Despite the continuous advancement of China’s Military Modernisation program and its intention, there remains a significant journey before China can seriously challenge the US and its alliance or become the dominant power in the Indo-Pacific, much less manifest its power projection capabilities. On the contrary, the real challenge for Australia lies in navigating the delicate balance of interests between Australia and the US—essentially, to ‘right-size’ its relationship with the US.
Considering the geostrategic environment, Australia ranks as one of the world’s safest countries. Among other factors, the vast distances—a sprawling 4,000 kilometres between Australia’s northern maritime frontier and China’s southernmost Hainan province, and more than 7,500 kilometres from Sydney to major cities like Shanghai or Guangzhou—further diminish the likelihood of direct military encounter.

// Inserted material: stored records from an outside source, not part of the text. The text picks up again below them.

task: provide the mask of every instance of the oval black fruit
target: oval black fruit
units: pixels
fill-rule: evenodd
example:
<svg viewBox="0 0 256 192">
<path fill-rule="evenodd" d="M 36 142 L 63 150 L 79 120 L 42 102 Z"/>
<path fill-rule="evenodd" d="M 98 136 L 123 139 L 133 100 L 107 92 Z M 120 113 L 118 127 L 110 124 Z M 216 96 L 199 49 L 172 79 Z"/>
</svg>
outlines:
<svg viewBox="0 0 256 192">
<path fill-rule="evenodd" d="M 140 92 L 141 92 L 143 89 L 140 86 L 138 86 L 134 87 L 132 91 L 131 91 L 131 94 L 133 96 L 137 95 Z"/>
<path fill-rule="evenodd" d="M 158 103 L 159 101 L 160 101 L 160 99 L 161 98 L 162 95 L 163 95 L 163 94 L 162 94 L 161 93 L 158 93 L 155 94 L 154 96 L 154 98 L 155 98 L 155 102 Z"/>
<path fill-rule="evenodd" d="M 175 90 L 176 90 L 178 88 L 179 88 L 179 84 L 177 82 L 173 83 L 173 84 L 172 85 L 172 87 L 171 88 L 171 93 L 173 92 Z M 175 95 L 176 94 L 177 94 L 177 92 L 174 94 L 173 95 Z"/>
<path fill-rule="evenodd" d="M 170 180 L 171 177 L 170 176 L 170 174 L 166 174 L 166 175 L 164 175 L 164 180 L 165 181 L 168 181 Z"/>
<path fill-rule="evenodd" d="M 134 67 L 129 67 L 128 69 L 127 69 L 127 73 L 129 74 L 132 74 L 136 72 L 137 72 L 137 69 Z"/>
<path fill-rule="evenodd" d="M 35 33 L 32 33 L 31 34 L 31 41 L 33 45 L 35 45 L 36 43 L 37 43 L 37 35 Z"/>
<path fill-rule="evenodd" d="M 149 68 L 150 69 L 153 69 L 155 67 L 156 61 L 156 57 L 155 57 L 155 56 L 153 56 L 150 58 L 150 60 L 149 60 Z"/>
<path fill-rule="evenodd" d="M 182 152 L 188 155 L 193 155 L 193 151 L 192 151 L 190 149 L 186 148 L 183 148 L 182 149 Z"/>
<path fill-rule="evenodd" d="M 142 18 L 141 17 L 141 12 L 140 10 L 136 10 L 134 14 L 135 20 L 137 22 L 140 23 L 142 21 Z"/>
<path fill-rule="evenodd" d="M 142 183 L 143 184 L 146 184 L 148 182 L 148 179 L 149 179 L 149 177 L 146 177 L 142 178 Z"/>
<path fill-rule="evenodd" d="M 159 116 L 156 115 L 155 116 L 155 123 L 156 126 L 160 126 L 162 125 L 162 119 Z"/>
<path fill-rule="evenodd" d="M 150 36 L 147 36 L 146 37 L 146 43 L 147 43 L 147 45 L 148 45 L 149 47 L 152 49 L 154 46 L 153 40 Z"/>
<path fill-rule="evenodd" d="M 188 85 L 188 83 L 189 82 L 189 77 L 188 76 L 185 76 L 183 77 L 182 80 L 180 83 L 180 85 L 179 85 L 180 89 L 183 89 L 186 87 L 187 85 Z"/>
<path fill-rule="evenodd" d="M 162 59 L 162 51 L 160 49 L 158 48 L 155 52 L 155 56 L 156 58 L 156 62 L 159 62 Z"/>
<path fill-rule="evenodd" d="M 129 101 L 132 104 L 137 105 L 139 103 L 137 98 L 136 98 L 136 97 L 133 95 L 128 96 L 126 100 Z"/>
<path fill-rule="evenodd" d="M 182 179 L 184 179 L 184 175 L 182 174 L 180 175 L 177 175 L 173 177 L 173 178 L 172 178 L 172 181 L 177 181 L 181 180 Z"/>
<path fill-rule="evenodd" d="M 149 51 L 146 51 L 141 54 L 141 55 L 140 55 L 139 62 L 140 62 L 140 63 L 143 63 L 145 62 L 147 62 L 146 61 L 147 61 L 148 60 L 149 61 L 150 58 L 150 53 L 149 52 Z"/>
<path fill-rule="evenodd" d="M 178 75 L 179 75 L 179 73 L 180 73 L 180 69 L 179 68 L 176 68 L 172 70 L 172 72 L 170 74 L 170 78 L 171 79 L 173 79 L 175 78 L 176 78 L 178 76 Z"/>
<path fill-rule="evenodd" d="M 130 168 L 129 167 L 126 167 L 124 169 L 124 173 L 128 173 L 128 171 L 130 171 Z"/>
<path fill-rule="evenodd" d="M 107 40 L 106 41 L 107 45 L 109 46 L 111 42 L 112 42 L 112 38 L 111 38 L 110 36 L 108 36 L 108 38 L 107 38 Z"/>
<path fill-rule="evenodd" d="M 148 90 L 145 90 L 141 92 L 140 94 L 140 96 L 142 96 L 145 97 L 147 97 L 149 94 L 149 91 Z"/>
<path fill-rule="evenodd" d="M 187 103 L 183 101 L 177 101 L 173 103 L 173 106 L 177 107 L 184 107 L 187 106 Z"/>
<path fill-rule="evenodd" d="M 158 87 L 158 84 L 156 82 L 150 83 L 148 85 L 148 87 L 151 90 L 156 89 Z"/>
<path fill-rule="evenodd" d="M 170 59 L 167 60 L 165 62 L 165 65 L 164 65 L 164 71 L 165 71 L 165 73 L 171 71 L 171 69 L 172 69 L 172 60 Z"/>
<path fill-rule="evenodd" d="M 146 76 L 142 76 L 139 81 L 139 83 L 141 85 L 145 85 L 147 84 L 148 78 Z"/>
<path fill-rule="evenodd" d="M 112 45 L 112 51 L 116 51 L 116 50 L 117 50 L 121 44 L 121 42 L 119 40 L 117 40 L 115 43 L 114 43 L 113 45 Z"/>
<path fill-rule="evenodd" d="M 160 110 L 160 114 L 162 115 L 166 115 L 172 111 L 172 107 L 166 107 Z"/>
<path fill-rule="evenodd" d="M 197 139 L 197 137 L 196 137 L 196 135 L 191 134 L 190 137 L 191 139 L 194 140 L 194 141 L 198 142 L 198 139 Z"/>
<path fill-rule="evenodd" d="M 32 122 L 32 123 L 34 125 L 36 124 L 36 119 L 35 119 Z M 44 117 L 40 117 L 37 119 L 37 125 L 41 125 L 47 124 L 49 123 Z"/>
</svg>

Considering also China’s dependence on Australian raw materials for its ongoing development—even if this has recently slowed, it is not strategically sustainable for Beijing to employ economic sanctions that could inflict reciprocal harm. These two economies are not just interdependent; they are, in essence, complementary. While the media frequently spotlight China’s economic prowess and enduring influence over Australia and regional geopolitics, they seldom acknowledge its vulnerability and its reliance on Australia. This nuance partially accounts for the failure or limited success of Beijing’s stringent economic sanctions against Australia.
Crucially, the media’s representation could also influence the breadth of debate within Australia on the nature of China-Australia relations. Many prominent scholars in China-Australia relations who diverge from the mainstream are disparaged as either the ‘China Lobby’ or ‘misinformed.’ Australians who present alternative perspectives on China are routinely sidelined and subjected to personal attacks online and in various forums, especially those who have Chinese affiliations or heritage.

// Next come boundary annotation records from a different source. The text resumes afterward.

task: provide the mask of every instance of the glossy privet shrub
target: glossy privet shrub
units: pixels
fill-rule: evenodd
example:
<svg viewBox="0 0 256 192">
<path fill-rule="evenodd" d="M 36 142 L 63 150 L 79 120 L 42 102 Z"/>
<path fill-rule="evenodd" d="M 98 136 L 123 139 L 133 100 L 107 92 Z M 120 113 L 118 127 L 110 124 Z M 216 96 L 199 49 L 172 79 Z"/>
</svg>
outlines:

When the media routinely portrays China as the ‘Other’—a threat entrenched in the discourse affecting Australia’s security and values and disproportionately amplifying the imminent threat, there is a danger of neglecting the positive economic activities and people-to-people relations that should also inform Australia’s approach to that country. Persisting with this trajectory risks an unending erosion of Sino-Australian relations, potentially squandering opportunities for Australia to benefit from closer engagement.

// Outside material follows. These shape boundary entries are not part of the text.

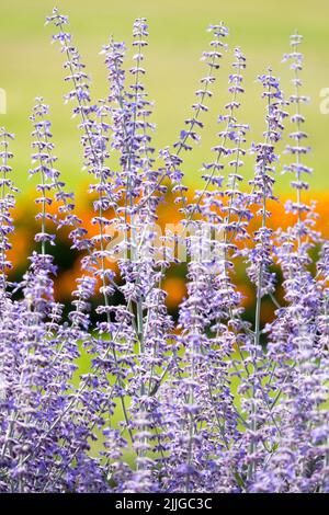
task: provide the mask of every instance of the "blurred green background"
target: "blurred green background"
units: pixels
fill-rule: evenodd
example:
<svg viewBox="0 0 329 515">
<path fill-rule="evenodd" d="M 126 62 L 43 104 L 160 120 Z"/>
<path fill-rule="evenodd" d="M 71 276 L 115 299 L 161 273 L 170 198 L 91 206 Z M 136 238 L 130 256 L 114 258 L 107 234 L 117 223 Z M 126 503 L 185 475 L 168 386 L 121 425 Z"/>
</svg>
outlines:
<svg viewBox="0 0 329 515">
<path fill-rule="evenodd" d="M 54 4 L 70 16 L 70 30 L 87 64 L 95 98 L 107 93 L 106 70 L 99 50 L 109 36 L 132 41 L 135 18 L 146 16 L 149 22 L 149 47 L 146 50 L 146 84 L 155 100 L 154 122 L 157 124 L 155 142 L 158 147 L 174 141 L 190 114 L 194 90 L 204 75 L 200 61 L 207 48 L 209 23 L 224 21 L 230 28 L 230 50 L 223 60 L 216 95 L 211 101 L 211 112 L 204 116 L 206 128 L 202 144 L 185 161 L 186 181 L 195 183 L 202 162 L 211 154 L 216 141 L 216 117 L 227 101 L 227 75 L 235 46 L 241 46 L 248 57 L 246 95 L 241 122 L 251 124 L 250 140 L 258 140 L 264 126 L 261 88 L 254 79 L 271 65 L 282 77 L 286 93 L 292 92 L 290 70 L 281 64 L 288 52 L 288 37 L 295 28 L 305 36 L 305 92 L 311 104 L 305 108 L 307 131 L 313 152 L 308 163 L 315 169 L 311 185 L 315 191 L 329 188 L 328 144 L 329 115 L 320 113 L 320 90 L 329 88 L 328 53 L 328 0 L 1 0 L 0 16 L 0 88 L 8 96 L 8 112 L 0 115 L 0 125 L 14 131 L 14 179 L 23 192 L 30 191 L 29 115 L 36 95 L 43 95 L 50 104 L 54 123 L 54 141 L 59 157 L 59 168 L 70 186 L 86 187 L 87 176 L 81 172 L 81 149 L 76 121 L 71 119 L 71 106 L 64 105 L 67 92 L 64 83 L 63 56 L 57 46 L 50 45 L 52 27 L 44 21 Z M 132 56 L 132 52 L 131 52 Z M 247 175 L 252 173 L 247 162 Z M 286 192 L 290 178 L 279 176 L 277 188 Z"/>
</svg>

An inclusive attitude to Australians of Chinese heritage is also essential to the nation’s societal and democratic health. A comprehensive study by Wanning Sun of UTS published in August 2023 revealed that while Chinese Australians generally placed more trust in Australian media over Chinese state media, many were concerned about a lack of balance, depth, and independence in English-language media reports on China—a concern that warrants serious attention by itself.
Like every nation in the world, Australia has the sovereign right and responsibility to defend itself and enabling a more nuanced media narrative on China could be a significant step for Australia in pursuing its national interests, forging its path, and protecting its sovereignty.